Popular spots for halibut include "The Garbage Dump", located just inside the Strait of Juan de Fuca, and Swiftsure Bank — a few miles out into the open ocean. Larger boats (including many of the commercial charter boats available) often travel 30 nmi or more into the open ocean, to such places as Blue Dot and 72-Square.

==Arts and culture==
Neah Bay's significant attraction is the Makah Museum. It houses and interprets artifacts from a Makah village partly buried by a mudslide around 1750 at Ozette, providing a snapshot of pre-contact tribal life. The museum includes a replica longhouse, canoes, basketry and whaling and fishing gear. Many people visit Neah Bay to hike the Cape Trail or camp at Hobuck Beach. While camping, tourists spend time surfing and fishing.

== Coast Guard ==
The United States Coast Guard maintains a base in Neah Bay on the Makah Indian reservation. The base is maintained for search and rescue, environmental protection and maritime law enforcement operations.
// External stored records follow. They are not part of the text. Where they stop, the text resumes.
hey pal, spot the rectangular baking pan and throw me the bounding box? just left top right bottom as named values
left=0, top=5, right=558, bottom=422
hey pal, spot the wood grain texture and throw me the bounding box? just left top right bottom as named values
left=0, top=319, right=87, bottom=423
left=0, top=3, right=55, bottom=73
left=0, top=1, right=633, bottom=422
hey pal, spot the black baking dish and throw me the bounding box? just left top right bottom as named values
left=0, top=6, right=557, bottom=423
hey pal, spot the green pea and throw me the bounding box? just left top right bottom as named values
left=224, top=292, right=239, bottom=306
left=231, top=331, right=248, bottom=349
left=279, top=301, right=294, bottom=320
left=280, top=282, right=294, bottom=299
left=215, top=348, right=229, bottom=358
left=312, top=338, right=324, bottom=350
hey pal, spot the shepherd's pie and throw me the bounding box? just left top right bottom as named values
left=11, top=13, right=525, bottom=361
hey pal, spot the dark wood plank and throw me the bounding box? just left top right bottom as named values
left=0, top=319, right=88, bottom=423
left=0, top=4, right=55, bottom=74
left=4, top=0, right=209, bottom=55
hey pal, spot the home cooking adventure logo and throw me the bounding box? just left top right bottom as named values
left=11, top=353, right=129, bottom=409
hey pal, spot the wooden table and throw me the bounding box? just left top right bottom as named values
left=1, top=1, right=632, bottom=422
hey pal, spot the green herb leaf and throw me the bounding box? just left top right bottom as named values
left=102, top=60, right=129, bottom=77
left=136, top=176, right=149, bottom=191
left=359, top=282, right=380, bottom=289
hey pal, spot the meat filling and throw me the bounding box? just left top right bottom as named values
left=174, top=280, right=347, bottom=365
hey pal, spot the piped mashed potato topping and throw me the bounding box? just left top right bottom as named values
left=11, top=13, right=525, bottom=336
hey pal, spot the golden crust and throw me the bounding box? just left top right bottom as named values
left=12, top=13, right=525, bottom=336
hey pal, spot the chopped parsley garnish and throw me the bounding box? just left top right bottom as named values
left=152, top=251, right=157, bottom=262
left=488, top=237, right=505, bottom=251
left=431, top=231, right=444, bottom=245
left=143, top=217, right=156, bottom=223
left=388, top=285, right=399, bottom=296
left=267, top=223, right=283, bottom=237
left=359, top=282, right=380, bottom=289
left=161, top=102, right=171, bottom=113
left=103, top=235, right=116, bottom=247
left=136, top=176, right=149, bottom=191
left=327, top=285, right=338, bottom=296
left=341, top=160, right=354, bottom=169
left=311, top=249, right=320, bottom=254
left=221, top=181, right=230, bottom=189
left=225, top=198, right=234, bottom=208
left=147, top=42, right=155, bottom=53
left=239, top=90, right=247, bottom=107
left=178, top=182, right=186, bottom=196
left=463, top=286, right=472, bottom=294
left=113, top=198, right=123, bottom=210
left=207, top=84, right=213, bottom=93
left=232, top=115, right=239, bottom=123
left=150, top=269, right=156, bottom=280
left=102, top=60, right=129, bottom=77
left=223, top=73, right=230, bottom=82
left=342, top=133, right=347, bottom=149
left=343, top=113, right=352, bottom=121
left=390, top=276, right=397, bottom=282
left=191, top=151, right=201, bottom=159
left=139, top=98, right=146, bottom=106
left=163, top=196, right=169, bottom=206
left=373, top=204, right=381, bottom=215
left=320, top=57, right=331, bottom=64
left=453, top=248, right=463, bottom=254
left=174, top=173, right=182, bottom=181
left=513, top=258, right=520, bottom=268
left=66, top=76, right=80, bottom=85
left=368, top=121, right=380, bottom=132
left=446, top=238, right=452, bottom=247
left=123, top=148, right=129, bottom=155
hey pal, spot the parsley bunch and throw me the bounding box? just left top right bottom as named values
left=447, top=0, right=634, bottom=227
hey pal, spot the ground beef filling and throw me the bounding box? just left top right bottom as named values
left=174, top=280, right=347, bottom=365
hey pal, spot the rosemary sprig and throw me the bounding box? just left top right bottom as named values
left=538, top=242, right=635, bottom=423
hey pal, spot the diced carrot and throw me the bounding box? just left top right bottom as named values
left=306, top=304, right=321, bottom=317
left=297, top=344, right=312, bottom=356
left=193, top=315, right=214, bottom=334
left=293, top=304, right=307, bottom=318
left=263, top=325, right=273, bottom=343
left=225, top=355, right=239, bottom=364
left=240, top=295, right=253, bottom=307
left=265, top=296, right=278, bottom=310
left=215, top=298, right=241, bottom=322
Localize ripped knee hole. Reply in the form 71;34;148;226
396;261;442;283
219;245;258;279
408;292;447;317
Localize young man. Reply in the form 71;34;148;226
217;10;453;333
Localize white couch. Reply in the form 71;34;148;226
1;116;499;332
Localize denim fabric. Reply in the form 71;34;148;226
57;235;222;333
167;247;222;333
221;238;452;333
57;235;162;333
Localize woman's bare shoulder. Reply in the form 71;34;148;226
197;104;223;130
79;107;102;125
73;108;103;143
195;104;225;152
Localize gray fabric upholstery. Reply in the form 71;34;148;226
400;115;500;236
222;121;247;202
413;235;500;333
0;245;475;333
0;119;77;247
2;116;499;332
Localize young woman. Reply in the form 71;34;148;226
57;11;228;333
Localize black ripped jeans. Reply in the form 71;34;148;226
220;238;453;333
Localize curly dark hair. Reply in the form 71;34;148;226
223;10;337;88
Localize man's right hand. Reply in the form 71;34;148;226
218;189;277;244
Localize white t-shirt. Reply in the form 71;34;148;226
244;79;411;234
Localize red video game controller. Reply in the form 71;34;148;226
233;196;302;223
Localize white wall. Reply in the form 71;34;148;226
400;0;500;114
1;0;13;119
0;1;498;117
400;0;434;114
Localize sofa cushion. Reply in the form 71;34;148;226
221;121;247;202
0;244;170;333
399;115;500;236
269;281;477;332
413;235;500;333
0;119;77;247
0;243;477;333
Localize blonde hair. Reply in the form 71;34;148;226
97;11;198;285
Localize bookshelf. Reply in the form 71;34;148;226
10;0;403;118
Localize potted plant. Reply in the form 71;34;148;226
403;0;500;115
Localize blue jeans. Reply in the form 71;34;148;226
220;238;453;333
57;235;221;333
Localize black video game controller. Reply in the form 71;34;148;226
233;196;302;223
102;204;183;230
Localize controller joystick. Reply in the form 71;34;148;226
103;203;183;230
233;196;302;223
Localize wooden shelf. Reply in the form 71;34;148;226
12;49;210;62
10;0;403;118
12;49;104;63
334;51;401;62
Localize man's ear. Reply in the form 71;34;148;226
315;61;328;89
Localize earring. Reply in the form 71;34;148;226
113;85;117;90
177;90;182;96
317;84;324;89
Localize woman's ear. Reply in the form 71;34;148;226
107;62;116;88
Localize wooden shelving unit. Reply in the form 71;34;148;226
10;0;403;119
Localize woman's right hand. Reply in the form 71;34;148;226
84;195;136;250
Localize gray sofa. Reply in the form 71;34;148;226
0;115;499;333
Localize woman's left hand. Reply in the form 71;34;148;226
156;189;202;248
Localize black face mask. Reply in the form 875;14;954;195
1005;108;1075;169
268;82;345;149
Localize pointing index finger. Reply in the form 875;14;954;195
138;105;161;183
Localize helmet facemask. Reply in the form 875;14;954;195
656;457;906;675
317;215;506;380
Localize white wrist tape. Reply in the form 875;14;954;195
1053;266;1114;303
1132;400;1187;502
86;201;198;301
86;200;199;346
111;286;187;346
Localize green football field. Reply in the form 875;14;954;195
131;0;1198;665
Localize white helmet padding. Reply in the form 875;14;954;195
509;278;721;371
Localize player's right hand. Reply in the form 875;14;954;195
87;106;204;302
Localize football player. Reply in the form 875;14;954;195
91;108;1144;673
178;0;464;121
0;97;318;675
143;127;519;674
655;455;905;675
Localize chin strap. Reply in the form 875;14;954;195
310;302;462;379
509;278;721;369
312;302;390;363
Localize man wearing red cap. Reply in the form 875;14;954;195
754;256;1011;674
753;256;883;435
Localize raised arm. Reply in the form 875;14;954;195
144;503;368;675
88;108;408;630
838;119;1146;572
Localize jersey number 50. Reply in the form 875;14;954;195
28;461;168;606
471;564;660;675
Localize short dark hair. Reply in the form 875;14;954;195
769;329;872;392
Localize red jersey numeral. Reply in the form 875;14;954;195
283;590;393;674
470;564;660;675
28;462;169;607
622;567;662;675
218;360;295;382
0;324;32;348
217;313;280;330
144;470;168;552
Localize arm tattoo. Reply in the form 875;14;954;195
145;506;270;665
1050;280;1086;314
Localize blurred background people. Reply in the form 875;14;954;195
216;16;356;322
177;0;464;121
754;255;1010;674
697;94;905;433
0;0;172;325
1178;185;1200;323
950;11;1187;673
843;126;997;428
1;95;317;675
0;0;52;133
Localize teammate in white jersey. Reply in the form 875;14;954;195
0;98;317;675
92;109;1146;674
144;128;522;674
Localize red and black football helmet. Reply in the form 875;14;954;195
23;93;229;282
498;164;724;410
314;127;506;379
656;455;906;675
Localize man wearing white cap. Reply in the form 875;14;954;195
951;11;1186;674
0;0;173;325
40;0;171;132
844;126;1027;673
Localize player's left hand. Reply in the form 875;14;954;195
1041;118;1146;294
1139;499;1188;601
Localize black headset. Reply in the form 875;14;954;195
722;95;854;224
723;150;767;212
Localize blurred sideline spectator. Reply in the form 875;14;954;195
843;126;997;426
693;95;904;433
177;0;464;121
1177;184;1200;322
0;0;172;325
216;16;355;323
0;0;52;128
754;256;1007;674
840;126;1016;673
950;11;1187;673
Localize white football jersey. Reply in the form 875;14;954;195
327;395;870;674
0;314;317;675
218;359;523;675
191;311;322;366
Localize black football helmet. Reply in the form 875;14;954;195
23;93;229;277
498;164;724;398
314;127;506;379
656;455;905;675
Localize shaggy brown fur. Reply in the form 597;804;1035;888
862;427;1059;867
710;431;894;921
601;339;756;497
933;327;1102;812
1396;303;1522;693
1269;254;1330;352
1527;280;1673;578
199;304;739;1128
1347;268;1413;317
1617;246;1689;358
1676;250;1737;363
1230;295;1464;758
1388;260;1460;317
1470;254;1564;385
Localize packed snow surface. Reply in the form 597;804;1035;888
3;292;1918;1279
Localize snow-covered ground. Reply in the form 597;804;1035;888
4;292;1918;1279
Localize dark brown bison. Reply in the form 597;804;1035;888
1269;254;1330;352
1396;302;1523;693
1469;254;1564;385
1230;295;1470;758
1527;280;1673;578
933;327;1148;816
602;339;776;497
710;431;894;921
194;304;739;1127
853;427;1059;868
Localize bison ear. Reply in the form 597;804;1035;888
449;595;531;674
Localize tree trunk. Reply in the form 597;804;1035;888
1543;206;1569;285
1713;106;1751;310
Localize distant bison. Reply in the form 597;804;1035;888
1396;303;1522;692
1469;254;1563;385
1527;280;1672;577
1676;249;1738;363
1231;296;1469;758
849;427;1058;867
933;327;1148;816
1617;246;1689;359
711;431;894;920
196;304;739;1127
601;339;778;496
The Coast Guard cutter stationed in Cleveland, Ohio is named the Neah Bay (WTGB-105).

===Response tug===
In order to prevent disabled ships and barges from grounding and causing possible oil spills in the western Strait of Juan de Fuca or off the outer coast, the state funded an emergency response tug stationed at Neah Bay. It has saved 41 vessels since its introduction in 1999.

== Notable residents ==
- Edward Eugene Claplanhoo — former chairman of the Makah Tribal Council
- Peter DePoe — drummer for Native American rock group Redbone.
- Bob Greene — second-to-last surviving Makah veteran of World War II.
- Ben Johnson, former chairman and member of the Makah Tribal Council (1998–2000, 2001–2007).